First we need to create a webhook on GitHub:
log in to GitHub and look at the printscreen below for reference.

NOTE: it is important to add a trailing slash ‘/’ on the URL.

Now create the freestyle ‘sentinel’ job, 
configure source code management,
configure build triggers (requires additional moves on GitHub side),
configure build steps and post build actions… use the printscreens below for reference.

Now let’s create the ‘Pipeline’ job, the job where a lot of magic happens.

just like the ‘Freestyle’, the ‘Pipeline’ created the same way.
After creating scroll to ‘Pipeline’ section and select ‘Pipeline script’, there you will be able to write the Jenkins file.

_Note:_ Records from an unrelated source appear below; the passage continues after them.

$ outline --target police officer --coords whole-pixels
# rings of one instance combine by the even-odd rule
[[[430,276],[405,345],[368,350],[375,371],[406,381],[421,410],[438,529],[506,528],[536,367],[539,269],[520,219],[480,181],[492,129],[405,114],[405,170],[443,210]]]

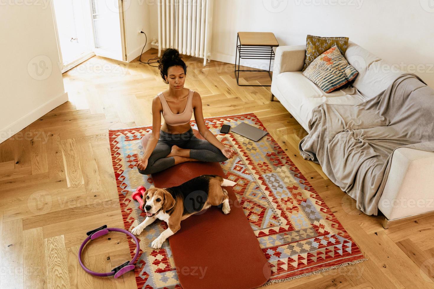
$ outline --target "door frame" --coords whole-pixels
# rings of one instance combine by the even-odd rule
[[[88,4],[89,6],[88,8],[89,9],[91,9],[92,7],[92,0],[89,0]],[[99,49],[96,48],[95,47],[95,29],[93,26],[93,23],[92,22],[92,10],[89,11],[89,26],[90,26],[91,29],[92,29],[92,37],[89,37],[92,40],[91,41],[91,45],[92,47],[92,50],[87,53],[85,53],[83,55],[80,56],[79,58],[78,59],[72,61],[72,62],[67,63],[66,65],[64,65],[63,62],[62,58],[62,49],[60,47],[60,41],[59,38],[59,32],[58,31],[57,28],[57,22],[56,17],[56,12],[54,10],[54,3],[53,2],[53,0],[49,0],[50,2],[50,6],[51,8],[51,12],[53,15],[53,22],[54,23],[54,31],[56,34],[56,42],[57,43],[57,50],[59,51],[59,59],[58,61],[58,65],[59,66],[59,68],[62,73],[68,71],[69,69],[73,68],[75,66],[79,65],[79,64],[84,62],[86,60],[87,60],[91,57],[95,56],[95,55],[102,56],[104,57],[108,57],[111,58],[112,59],[114,59],[116,60],[119,60],[120,61],[122,61],[122,62],[127,62],[127,43],[126,43],[126,37],[125,33],[125,6],[124,4],[124,0],[118,0],[118,7],[120,7],[119,9],[119,25],[121,25],[120,30],[121,30],[121,44],[122,46],[122,59],[119,59],[116,58],[114,55],[110,55],[106,53],[104,53],[102,52],[102,51]],[[122,7],[122,8],[121,8]]]

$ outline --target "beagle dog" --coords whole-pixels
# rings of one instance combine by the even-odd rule
[[[178,186],[147,190],[143,196],[144,208],[141,208],[146,218],[131,232],[138,235],[157,219],[165,221],[169,227],[151,244],[154,249],[161,248],[166,239],[181,228],[181,221],[190,216],[221,204],[223,213],[228,214],[230,208],[227,191],[222,186],[236,184],[217,175],[202,175]]]

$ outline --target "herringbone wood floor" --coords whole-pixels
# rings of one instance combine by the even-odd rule
[[[269,288],[434,288],[434,217],[383,229],[381,217],[355,209],[319,166],[300,156],[306,132],[278,100],[269,101],[269,88],[238,86],[231,65],[204,68],[194,58],[187,64],[185,86],[201,95],[204,116],[254,112],[368,259]],[[266,73],[241,76],[242,82],[270,83]],[[115,279],[85,273],[77,253],[89,229],[123,226],[108,129],[150,124],[151,99],[166,84],[156,68],[138,60],[96,56],[63,77],[70,101],[0,144],[0,287],[135,288],[132,274]],[[96,271],[129,258],[126,237],[110,234],[87,252],[85,261]]]

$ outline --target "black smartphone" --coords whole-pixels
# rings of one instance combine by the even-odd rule
[[[224,124],[221,126],[221,128],[220,129],[220,132],[222,133],[227,133],[229,132],[230,128],[230,126],[229,124]]]

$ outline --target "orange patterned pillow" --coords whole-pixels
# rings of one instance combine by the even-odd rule
[[[351,81],[358,73],[335,45],[316,58],[303,71],[303,75],[326,93]]]

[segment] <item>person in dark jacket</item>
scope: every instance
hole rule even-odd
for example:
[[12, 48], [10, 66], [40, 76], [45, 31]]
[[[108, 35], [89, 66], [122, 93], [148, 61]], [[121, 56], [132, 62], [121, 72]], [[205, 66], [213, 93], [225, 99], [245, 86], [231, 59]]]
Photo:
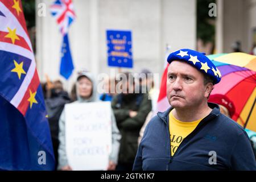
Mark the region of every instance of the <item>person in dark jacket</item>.
[[208, 102], [220, 71], [203, 53], [183, 49], [167, 59], [171, 107], [147, 125], [133, 170], [256, 170], [246, 133]]
[[122, 93], [114, 97], [112, 106], [122, 138], [117, 170], [131, 171], [138, 149], [139, 131], [151, 110], [147, 94], [136, 93], [134, 78], [126, 73]]
[[62, 83], [57, 80], [53, 82], [53, 87], [49, 90], [49, 98], [46, 98], [46, 107], [48, 113], [48, 119], [53, 147], [56, 161], [56, 169], [58, 165], [59, 148], [59, 119], [65, 104], [70, 102], [68, 94], [64, 91]]

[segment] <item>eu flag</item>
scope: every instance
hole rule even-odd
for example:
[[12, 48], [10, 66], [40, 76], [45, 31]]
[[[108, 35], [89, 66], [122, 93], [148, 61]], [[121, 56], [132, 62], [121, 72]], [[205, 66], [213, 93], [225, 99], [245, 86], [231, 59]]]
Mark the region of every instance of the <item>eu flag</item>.
[[68, 80], [74, 69], [72, 57], [69, 49], [68, 34], [63, 36], [61, 47], [61, 60], [60, 62], [60, 75]]

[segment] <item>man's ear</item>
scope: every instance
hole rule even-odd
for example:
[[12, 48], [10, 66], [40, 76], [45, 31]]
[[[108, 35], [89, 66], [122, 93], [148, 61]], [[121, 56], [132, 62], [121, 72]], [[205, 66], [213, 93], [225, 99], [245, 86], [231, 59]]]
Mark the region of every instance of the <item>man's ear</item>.
[[213, 84], [212, 82], [209, 82], [205, 86], [205, 92], [204, 93], [204, 96], [205, 97], [209, 98], [212, 90], [213, 89]]

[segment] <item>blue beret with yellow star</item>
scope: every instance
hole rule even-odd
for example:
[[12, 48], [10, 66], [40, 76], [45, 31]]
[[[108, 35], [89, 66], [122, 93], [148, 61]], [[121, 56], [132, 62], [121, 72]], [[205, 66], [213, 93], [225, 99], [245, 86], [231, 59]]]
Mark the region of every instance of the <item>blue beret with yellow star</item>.
[[171, 53], [168, 56], [168, 63], [171, 63], [174, 60], [182, 60], [189, 64], [212, 78], [214, 85], [218, 83], [221, 79], [220, 71], [205, 53], [189, 49], [181, 49]]

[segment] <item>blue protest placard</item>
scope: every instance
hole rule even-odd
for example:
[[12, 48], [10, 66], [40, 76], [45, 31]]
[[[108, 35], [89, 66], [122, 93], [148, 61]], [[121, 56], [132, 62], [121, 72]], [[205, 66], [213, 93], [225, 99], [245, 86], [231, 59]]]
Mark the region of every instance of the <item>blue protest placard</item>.
[[106, 37], [108, 65], [133, 68], [131, 32], [107, 30]]

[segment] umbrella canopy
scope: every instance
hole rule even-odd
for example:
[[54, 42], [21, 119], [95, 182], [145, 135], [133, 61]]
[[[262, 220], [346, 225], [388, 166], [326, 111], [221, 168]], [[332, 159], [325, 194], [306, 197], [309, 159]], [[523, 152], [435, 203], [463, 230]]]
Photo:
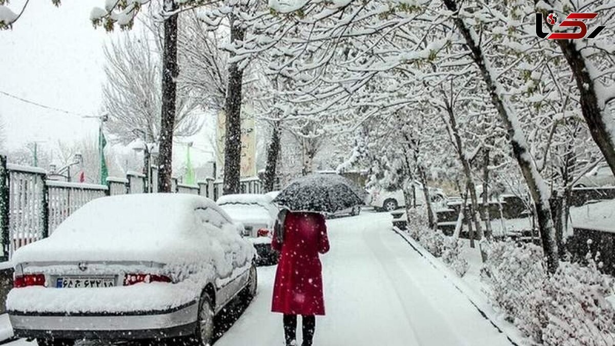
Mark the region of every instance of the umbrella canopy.
[[290, 182], [273, 200], [292, 211], [335, 212], [363, 204], [364, 192], [338, 174], [310, 174]]

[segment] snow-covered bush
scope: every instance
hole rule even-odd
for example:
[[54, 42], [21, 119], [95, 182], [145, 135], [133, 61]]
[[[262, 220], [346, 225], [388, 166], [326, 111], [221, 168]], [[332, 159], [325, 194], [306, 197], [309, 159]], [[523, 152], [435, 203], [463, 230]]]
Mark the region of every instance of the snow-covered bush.
[[461, 256], [462, 243], [458, 239], [446, 236], [440, 230], [433, 230], [427, 227], [427, 217], [424, 209], [408, 209], [408, 233], [431, 254], [441, 257], [442, 262], [453, 268], [459, 276], [467, 272], [468, 264]]
[[458, 239], [443, 235], [443, 236], [442, 261], [454, 270], [458, 275], [463, 276], [467, 272], [469, 267], [467, 261], [461, 255], [463, 243]]
[[550, 275], [535, 245], [495, 243], [486, 250], [482, 277], [490, 299], [533, 341], [615, 345], [615, 310], [605, 299], [613, 293], [613, 282], [592, 259], [587, 267], [561, 262]]
[[427, 219], [427, 208], [424, 206], [419, 206], [416, 208], [406, 208], [406, 219], [408, 230], [427, 227], [429, 224]]

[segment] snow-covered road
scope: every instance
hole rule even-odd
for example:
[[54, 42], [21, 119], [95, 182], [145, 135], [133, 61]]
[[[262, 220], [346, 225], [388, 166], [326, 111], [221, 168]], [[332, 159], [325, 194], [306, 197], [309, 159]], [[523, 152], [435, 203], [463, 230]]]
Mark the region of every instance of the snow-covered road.
[[[391, 230], [389, 214], [368, 212], [328, 225], [331, 251], [322, 257], [327, 316], [317, 320], [315, 345], [511, 344]], [[258, 296], [215, 346], [284, 344], [282, 316], [270, 312], [275, 269], [260, 268]]]
[[[317, 320], [315, 345], [510, 345], [391, 230], [390, 215], [365, 213], [328, 225], [331, 251], [322, 257], [327, 316]], [[258, 296], [216, 346], [284, 345], [282, 316], [269, 312], [275, 268], [259, 274]]]

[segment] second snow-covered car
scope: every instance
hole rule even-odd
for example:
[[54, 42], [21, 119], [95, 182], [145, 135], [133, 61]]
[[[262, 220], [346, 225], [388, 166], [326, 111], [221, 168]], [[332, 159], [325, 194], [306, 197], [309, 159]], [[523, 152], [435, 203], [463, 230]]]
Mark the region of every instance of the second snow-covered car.
[[256, 289], [252, 244], [213, 201], [153, 194], [95, 199], [13, 256], [7, 300], [18, 337], [180, 337], [212, 342], [213, 316]]
[[[416, 191], [416, 205], [423, 205], [425, 204], [425, 195], [423, 192], [423, 185], [415, 182], [415, 186]], [[430, 187], [429, 193], [432, 202], [444, 203], [446, 201], [446, 196], [441, 189]], [[386, 191], [384, 189], [374, 188], [371, 190], [369, 198], [369, 204], [378, 211], [392, 211], [406, 205], [403, 191], [401, 190]]]
[[244, 235], [256, 249], [257, 264], [277, 263], [278, 253], [271, 249], [271, 236], [278, 209], [271, 197], [258, 193], [226, 195], [216, 203], [234, 221], [244, 225]]

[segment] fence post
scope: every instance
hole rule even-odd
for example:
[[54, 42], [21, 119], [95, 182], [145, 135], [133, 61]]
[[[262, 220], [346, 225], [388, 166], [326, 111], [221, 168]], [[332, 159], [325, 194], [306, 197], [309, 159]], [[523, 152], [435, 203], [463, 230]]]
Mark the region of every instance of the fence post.
[[42, 232], [43, 238], [49, 236], [49, 187], [47, 175], [42, 176]]
[[9, 260], [10, 239], [9, 235], [9, 171], [6, 167], [6, 156], [0, 155], [0, 222], [2, 222], [2, 257]]
[[105, 195], [109, 196], [111, 195], [111, 185], [113, 185], [113, 183], [111, 182], [109, 180], [108, 177], [107, 177], [106, 183], [107, 183], [107, 190], [105, 192]]
[[126, 174], [126, 195], [130, 194], [130, 175]]

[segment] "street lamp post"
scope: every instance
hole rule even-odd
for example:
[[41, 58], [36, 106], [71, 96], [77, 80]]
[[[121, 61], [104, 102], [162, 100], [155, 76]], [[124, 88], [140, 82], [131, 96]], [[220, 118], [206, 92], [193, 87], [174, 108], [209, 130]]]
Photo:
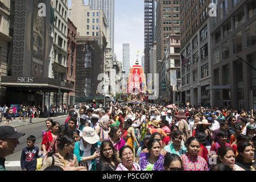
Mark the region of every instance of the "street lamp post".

the Jenkinsfile consists of six stages and a post stage:
stage 1: has no real meaning.
stage 2: checks out code from GitHub repo NO’1.
stage 3: builds a Docker image, and taggs it with the build number.
stage 4: authenticate to DockerHub.
stage 5: push the image to DockerHub.
stage 6: checks out the charts from repo NO’2 and deploys the app to kubernetes.
post stage: delete workspace.

pipeline {
  agent any
  stages {
    stage('Stage 1') {
      steps {
        echo "Stage One"
        sh 'pwd'
        sh 'whoami'
        sh 'hostname'
        sh 'cat /etc/os-release'
      }
    }
    stage('Stage 2') {
      steps {
        echo "Stage Two" 
        checkout scmGit(branches: [[name: '*/main']], extensions: [], userRemoteConfigs: [[url: 'https://github.com/EliBukin/dockerized-flask-morse-app']])
      }
    }
    stage('Stage 3') {
      steps {
        echo "Stage Three - build docker image"
        sh 'docker build -t elibukin/dockerized-flask-morse-app:${BUILD_NUMBER} -f Dockerfile_app .'
      }
    }
    stage('Stage 4') {
      steps {
        echo "Stage Four - Authenticate to DockerHub"
        sh 'docker login -u <your-user> -p <your-pass>'
      }
    }
    stage('Stage 5') {
      steps {
        echo "Stage Five - Push docker image to DockerHub"
        sh 'docker push elibukin/dockerized-flask-morse-app:${BUILD_NUMBER}'
      }
    }
    stage('Stage 6') {
      steps {
        echo "Stage Six - Checkout code from the GitHub app (HELM CHARTS) repository, and deploy it to kubernetes."
        sh """git clone https://github.com/EliBukin/helm-flask-morse-app.git && \
            cd helm-flask-morse-app && \
            helm upgrade --install morse-app -n morse-app --create-namespace -f values.yaml \
            --set ingress.hosts[0].host=rke.rancher \
            --set image.repository=elibukin/dockerized-flask-morse-app \
            --set image.tag=${BUILD_NUMBER} . """
      }
    }
  }
  post { 
        always { 
            cleanWs()
        }
    }
}

Now every time code on repo NO’1 changes the CI\CD procedure will be triggered, try it!